Quais são os principais desafios que os empreendedores enfrentam ao entrar no mercado norte-americano?
Para quem vem de fora dos EUA, entrar neste mercado é difícil. Acredito muito no poder de uma boa rede de contactos, de conselheiros experientes e no acesso a capital – mas tudo isso é difícil de conseguir quando se começa do zero, num mercado novo. Há muitas pessoas a dizerem que o maior obstáculo é o financiamento, mas eu costumo perguntar: e depois de angariar o dinheiro, o que acontece? Aí começa o trabalho a sério: construir, escalar, contratar a equipa certa, e perceber como funciona realmente o mercado. E é aí que surgem os grandes desafios.
O que considera essencial para o sucesso de um profissional ou marca no ecossistema digital e mediático dos EUA?
A indústria e o consumidor nem sempre estão alinhados – mas no fim, quem manda é o consumidor. Estar sintonizado com o cliente é tudo. E acredito que o sucesso muitas vezes se resume a bons hábitos. Chegar a horas – ou mais cedo. Estar preparado, mas sem ficar obcecado com os slides. Deixar a conversa fluir. Uma reunião curta pode ser excelente. E o follow-up tem de ser rápido. Atualmente, tomar decisões sem dados está cada vez mais fora de questão. Ser orientado por dados já não é opcional – é essencial. E isso é ainda mais evidente nos EUA.

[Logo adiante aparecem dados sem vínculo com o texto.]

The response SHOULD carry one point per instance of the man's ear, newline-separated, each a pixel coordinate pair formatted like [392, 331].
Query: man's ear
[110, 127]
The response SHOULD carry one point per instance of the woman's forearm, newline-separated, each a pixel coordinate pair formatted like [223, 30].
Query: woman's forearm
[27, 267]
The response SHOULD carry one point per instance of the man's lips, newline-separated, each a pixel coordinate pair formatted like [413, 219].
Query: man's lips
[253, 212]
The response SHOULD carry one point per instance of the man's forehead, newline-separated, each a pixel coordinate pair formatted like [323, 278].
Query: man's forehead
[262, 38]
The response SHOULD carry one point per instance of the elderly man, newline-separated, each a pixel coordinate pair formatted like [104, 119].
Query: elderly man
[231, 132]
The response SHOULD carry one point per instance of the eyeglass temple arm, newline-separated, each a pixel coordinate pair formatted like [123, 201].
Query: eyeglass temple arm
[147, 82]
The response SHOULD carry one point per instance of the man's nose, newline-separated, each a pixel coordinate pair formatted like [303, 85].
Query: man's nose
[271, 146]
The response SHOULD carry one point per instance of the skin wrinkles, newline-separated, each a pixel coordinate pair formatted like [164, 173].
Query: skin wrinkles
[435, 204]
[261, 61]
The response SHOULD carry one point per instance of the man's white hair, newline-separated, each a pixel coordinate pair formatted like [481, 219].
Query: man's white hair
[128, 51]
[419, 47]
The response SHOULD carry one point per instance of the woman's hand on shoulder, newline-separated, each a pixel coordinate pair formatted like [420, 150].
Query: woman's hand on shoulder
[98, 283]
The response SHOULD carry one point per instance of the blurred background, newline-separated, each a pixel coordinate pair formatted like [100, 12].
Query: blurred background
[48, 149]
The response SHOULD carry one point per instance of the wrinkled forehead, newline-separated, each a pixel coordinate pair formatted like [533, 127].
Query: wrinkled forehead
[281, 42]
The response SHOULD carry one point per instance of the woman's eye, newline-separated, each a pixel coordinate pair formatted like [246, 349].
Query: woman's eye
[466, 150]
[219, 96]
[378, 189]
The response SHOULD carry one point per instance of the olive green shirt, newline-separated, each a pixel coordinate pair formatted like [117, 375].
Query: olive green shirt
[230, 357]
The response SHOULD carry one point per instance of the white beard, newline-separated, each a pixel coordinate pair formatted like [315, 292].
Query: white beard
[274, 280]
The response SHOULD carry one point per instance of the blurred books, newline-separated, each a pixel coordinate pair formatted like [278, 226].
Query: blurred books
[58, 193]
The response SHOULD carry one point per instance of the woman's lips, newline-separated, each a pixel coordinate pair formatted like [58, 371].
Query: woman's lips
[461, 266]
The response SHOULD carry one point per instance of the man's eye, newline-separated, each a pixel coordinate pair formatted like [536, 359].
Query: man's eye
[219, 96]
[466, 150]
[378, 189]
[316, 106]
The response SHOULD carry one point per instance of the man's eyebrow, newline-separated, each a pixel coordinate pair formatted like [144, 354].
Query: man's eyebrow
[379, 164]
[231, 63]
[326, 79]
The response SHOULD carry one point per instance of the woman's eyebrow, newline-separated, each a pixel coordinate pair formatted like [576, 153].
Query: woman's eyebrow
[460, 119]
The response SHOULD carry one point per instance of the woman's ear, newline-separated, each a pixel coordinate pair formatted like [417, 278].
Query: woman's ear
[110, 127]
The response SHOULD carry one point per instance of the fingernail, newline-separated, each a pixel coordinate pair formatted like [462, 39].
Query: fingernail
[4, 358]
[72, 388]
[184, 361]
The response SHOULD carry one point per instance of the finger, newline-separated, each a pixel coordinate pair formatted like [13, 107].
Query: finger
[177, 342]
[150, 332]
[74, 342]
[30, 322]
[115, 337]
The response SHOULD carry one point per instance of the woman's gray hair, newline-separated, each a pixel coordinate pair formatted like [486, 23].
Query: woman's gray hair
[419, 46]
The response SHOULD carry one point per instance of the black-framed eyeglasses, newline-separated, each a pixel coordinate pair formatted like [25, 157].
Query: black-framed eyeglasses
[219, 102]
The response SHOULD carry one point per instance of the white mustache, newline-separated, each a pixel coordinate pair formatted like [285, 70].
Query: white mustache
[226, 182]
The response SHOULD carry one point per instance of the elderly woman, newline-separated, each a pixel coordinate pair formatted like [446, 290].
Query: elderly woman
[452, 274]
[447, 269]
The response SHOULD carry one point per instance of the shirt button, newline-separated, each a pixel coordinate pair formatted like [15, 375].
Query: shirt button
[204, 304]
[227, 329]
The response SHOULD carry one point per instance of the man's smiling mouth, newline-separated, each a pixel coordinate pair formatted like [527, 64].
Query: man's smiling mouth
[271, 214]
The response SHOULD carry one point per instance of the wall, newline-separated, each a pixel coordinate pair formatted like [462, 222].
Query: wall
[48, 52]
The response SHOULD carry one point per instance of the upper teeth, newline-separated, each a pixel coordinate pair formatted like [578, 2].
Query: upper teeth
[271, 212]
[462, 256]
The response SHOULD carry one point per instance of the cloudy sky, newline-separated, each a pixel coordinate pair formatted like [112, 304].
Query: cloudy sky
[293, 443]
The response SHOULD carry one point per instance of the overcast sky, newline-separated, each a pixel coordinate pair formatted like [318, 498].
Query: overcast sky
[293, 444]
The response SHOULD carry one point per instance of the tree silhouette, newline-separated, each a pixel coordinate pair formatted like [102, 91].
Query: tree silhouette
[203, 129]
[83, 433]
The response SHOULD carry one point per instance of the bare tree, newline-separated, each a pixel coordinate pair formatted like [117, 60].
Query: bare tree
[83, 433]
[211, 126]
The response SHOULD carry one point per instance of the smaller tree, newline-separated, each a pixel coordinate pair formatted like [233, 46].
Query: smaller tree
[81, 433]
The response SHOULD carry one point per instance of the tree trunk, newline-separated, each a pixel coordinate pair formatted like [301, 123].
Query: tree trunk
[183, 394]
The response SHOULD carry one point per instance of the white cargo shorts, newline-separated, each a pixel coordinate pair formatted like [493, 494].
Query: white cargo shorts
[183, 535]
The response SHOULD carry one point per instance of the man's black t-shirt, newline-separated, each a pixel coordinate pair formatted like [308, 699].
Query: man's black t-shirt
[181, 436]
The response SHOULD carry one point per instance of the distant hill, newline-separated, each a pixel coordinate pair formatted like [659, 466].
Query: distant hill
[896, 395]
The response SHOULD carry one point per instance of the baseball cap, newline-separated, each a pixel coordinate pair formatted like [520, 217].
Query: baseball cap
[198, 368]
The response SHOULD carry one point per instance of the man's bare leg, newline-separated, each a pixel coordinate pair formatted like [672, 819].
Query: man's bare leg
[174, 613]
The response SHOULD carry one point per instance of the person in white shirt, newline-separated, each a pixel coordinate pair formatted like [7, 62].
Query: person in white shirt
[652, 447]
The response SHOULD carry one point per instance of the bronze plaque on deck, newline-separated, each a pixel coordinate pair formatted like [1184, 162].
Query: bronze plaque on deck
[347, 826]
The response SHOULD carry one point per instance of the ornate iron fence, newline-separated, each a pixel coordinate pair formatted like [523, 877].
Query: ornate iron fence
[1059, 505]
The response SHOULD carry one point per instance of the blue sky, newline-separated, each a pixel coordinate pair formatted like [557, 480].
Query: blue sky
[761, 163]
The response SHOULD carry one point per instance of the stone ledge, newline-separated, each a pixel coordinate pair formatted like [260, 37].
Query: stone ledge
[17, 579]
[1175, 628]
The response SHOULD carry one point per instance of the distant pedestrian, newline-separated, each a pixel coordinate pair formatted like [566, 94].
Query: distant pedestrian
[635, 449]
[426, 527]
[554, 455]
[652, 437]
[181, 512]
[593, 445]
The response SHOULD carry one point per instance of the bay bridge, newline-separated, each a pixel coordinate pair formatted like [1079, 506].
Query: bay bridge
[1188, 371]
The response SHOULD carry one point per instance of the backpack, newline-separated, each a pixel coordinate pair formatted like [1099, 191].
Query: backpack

Que setores mostram maior potencial para marcas portuguesas que queiram entrar no mercado norte-americano?
É difícil dar uma resposta totalmente imparcial, tendo em conta o meu background. Mas é possível assistir a empresas portuguesas a ter sucesso em áreas como a energia, saúde, cibersegurança e medição de audiências. Temos dez unicórnios em Portugal! Do meu ponto de vista, vejo muito potencial na tecnologia de base, especialmente em tecnologias capacitadoras e de inteligência artificial. Empresas como a Sword Health mostraram o que é possível, e outras, como a FrameDrop, estão agora a começar a descobrir novas oportunidades.
Como podem as empresas nacionais diferenciar-se num mercado tão competitivo?
Em primeiro lugar, entregar um excelente produto e não condicionar a qualidade para reduzir tempo ou dinheiro. As pessoas lembram-se de algo bem feito. Sempre acreditei que “suficientemente bom” não é suficiente. As empresas têm de estar dispostas a ir um passo mais longe no design, no desempenho e na execução. É isso que faz a diferença.
Que conselhos daria a empreendedores portugueses que queiram internacionalizar os seus negócios?
Nunca estive exatamente nos seus sapatos, mas acho que os princípios são universais. Para quem quer expandir para fora, há algumas coisas que considero fundamentais. Primeiro, construir uma boa equipa – as pessoas fazem toda a diferença. Segundo, ouvir o cliente com atenção e levar a sério o feedback. Terceiro, rodear-se de bons conselheiros locais e aproveitar ao máximo essa experiência. E por fim, estar presente no mercado. Viver a cultura, passar tempo no terreno, perceber o contexto. Não há substituto para isso.